Installation procedure  

To install DataStax enterprise:

  1. Ensure that you meet the prerequisites.
  2. On each node in the BYOH and Hadoop cluster, install but do not start up DataStax Enterprise. Install DataStax Enterprise as a plain Cassandra node, not to run CFS, Solr, or integrated Hadoop. If you are using the GUI installer, on Node Setup, select Cassandra Node in the Node Type drop-down.

  3. On packaged installations on the Hadoop cluster only, remove the init.d startup files for DataStax Enterprise and DataStax Enterprise Agent. For example, as root, stop DSE processes if they started up automatically, and then remove the files:
    $ sudo /etc/init.d/dse stop
    $ sudo /etc/init.d/datastax-agent stop
    $ sudo rm -rf /etc/init.dse
    $ sudo rm /etc/init.d/datastax-agent
    Removing the startup files prevents accidental start up of DataStax Enterprise on the Hadoop cluster.
  4. Deploy only the BYOH nodes in a virtual data center.
  5. After configuring the cassandra.yaml and dse.yaml files as described in instructions for deploying the data center, copy both files to the nodes in the Hadoop cluster, overwriting the original files.
  6. Observe workload isolation best practices.

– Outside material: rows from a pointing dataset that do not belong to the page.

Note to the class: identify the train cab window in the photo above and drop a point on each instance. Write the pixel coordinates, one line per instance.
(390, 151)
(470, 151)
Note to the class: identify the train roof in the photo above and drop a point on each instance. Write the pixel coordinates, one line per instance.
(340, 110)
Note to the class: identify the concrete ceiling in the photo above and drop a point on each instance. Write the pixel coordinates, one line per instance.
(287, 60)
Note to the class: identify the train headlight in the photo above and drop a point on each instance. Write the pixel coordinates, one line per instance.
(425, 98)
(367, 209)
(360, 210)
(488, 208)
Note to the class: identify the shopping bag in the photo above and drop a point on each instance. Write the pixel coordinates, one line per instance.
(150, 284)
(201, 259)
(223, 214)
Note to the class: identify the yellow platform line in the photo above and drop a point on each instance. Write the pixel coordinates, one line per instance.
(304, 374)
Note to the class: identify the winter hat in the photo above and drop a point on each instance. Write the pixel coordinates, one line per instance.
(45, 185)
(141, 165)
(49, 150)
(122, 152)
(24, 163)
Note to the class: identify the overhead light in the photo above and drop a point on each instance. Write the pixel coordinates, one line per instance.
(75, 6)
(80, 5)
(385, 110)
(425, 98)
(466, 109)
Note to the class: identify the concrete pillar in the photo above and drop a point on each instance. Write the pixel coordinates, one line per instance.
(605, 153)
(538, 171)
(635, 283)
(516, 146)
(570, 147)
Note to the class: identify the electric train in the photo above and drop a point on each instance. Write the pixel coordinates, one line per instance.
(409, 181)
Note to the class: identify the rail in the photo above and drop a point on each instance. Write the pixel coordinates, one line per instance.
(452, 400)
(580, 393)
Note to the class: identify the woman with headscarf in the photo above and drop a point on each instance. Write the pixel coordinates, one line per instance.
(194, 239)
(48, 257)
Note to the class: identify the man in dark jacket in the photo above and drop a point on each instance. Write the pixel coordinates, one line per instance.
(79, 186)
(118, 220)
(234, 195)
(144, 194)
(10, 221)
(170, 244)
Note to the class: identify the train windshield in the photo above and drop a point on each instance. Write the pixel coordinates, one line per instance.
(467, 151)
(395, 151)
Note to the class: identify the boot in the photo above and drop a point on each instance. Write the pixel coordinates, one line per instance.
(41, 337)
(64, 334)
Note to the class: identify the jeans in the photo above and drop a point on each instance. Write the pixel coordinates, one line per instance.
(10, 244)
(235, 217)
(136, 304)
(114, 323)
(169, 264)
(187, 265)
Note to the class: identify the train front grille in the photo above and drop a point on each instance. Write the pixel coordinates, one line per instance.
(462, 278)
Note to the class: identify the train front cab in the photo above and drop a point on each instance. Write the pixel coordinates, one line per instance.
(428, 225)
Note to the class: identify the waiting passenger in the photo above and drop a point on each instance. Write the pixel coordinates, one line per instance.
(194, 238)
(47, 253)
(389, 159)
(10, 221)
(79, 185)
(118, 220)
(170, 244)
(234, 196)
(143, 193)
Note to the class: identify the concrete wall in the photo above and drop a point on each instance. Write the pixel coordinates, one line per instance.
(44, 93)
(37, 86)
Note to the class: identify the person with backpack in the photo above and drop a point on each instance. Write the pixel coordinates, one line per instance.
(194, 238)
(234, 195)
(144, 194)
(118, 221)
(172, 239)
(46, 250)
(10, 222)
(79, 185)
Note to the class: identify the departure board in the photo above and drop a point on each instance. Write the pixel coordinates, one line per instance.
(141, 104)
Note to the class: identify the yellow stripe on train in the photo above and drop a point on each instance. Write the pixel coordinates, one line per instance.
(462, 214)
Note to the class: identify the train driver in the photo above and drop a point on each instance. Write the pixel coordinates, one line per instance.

Do not enable vnodes.
  7. Install the following Hadoop components and services on the BYOH nodes.
    • Task Tracker or Node Manager (required)
    • MapReduce (required).
    • Clients you want to use: Hive or Pig, for example (optional)

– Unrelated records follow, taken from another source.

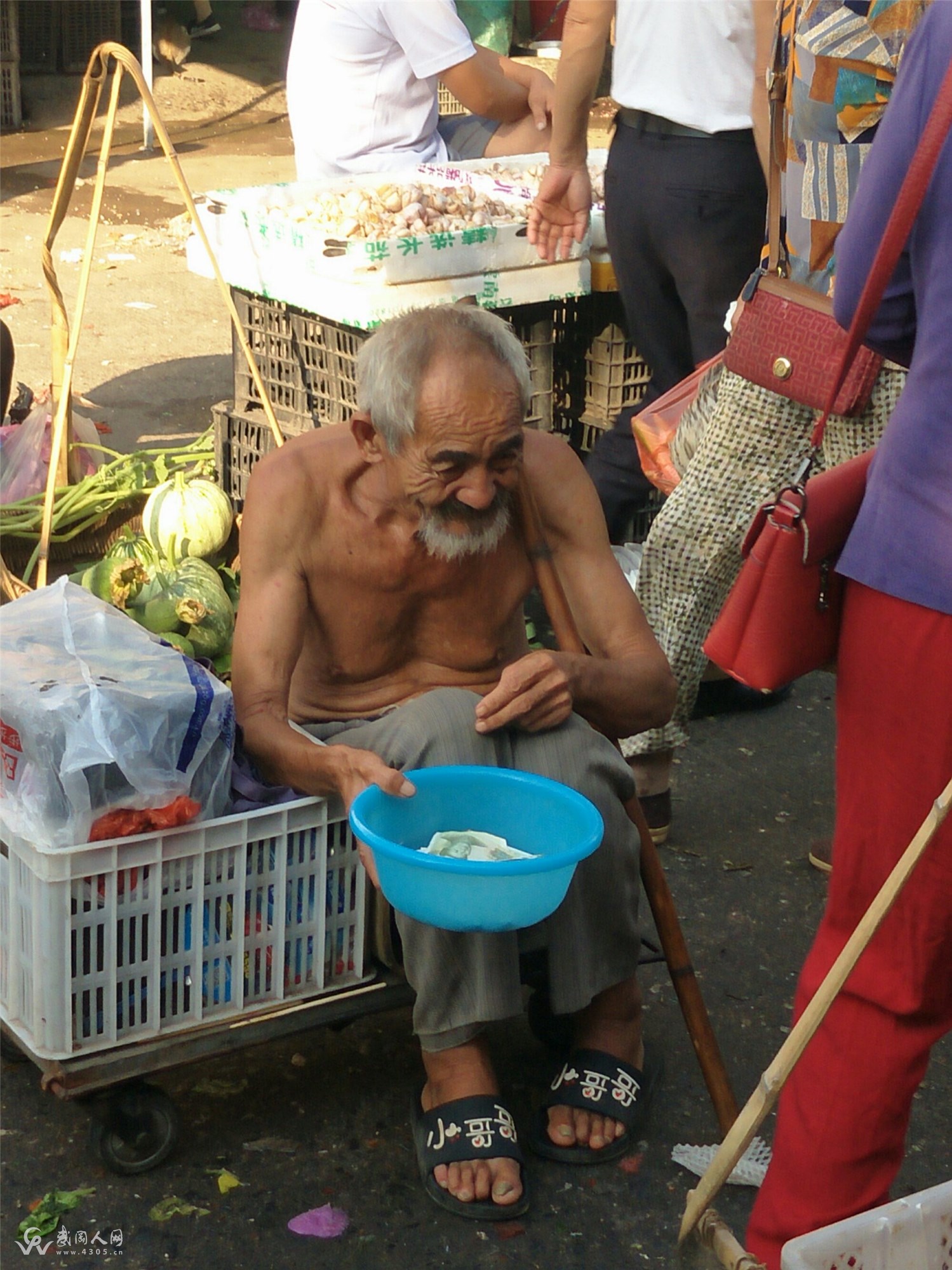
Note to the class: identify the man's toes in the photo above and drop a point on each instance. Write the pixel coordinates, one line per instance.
(483, 1180)
(507, 1182)
(596, 1132)
(561, 1127)
(460, 1182)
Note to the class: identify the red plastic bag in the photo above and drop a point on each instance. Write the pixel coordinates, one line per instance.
(655, 426)
(123, 822)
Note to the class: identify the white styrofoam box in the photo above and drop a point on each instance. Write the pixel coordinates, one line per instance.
(263, 218)
(144, 937)
(912, 1234)
(367, 304)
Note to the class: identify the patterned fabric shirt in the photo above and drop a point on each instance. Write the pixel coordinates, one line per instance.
(841, 58)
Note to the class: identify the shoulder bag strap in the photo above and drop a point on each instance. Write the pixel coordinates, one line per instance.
(894, 239)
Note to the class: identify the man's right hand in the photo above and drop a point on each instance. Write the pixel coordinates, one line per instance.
(354, 772)
(560, 211)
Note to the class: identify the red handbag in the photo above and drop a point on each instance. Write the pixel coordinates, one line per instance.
(781, 618)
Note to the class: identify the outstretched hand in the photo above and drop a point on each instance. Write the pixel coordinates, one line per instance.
(561, 210)
(359, 769)
(533, 694)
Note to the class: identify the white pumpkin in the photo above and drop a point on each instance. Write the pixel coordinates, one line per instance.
(187, 518)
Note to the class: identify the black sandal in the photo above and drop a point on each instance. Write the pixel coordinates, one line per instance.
(597, 1083)
(474, 1128)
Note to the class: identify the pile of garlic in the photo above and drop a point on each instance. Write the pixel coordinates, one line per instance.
(532, 175)
(400, 211)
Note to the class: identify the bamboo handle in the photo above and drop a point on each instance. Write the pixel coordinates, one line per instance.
(65, 342)
(788, 1056)
(715, 1234)
(653, 877)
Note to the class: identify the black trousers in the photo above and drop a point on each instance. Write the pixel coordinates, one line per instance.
(685, 219)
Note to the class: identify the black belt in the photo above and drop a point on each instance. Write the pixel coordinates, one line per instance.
(655, 125)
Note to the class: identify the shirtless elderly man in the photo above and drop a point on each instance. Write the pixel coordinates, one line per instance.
(384, 581)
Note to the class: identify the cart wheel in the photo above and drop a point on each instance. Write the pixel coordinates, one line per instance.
(135, 1130)
(10, 1051)
(555, 1032)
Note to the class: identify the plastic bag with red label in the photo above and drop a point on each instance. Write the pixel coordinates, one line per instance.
(655, 427)
(98, 718)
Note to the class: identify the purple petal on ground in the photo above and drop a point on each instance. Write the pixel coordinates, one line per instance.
(325, 1222)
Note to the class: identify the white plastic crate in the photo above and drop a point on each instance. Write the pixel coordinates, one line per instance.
(912, 1234)
(138, 938)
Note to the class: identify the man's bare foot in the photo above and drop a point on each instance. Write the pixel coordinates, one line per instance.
(459, 1074)
(611, 1023)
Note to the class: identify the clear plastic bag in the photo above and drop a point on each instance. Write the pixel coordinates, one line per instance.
(97, 716)
(24, 454)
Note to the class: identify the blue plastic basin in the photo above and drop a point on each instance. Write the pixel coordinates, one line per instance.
(532, 813)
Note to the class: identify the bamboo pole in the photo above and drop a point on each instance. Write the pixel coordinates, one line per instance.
(65, 345)
(776, 1075)
(715, 1234)
(58, 445)
(653, 877)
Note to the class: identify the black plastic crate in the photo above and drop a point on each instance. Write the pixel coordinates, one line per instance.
(241, 438)
(309, 364)
(601, 371)
(10, 109)
(9, 32)
(38, 32)
(83, 26)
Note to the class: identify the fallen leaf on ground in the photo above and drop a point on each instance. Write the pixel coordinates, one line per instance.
(226, 1180)
(220, 1089)
(324, 1224)
(174, 1207)
(508, 1230)
(46, 1212)
(285, 1145)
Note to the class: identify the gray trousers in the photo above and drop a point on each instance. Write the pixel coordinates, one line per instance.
(466, 980)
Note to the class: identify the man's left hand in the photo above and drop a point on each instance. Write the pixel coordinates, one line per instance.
(533, 694)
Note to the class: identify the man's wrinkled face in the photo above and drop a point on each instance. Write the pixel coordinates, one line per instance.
(462, 465)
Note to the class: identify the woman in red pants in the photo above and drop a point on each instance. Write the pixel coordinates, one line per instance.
(845, 1113)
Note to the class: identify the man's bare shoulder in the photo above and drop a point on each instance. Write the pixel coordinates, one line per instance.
(554, 472)
(305, 467)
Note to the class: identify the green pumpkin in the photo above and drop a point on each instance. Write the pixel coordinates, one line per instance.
(117, 581)
(185, 519)
(202, 605)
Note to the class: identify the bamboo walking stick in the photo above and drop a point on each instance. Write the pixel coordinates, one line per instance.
(66, 342)
(653, 876)
(776, 1075)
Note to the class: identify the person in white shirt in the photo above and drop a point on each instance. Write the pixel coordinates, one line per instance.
(685, 210)
(362, 90)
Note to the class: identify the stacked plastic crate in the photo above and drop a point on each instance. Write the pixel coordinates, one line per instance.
(10, 109)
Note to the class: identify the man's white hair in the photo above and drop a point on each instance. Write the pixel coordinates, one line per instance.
(392, 364)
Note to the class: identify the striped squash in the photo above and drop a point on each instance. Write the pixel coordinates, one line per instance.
(187, 518)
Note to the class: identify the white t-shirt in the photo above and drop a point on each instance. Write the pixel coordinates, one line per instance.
(362, 83)
(691, 62)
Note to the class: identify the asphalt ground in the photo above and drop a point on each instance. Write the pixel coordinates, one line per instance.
(753, 791)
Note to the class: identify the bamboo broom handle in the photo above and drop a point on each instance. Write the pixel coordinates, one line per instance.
(75, 153)
(715, 1234)
(124, 58)
(788, 1056)
(75, 150)
(653, 877)
(58, 445)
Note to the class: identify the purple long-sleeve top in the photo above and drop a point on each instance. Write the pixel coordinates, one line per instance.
(902, 543)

    Including the HDFS Data Node in the BYOH data center is optional, but not recommended.

Separating workloads

Use separate data centers to deploy mixed workloads. Within the same data center, do not mix nodes that run DSE Hadoop integrated job and task trackers with external Hadoop services. In the BYOH mode, run external Hadoop services on the same nodes as Cassandra. You can enable CFS on these Cassandra nodes as a startup option, but this is not recommended.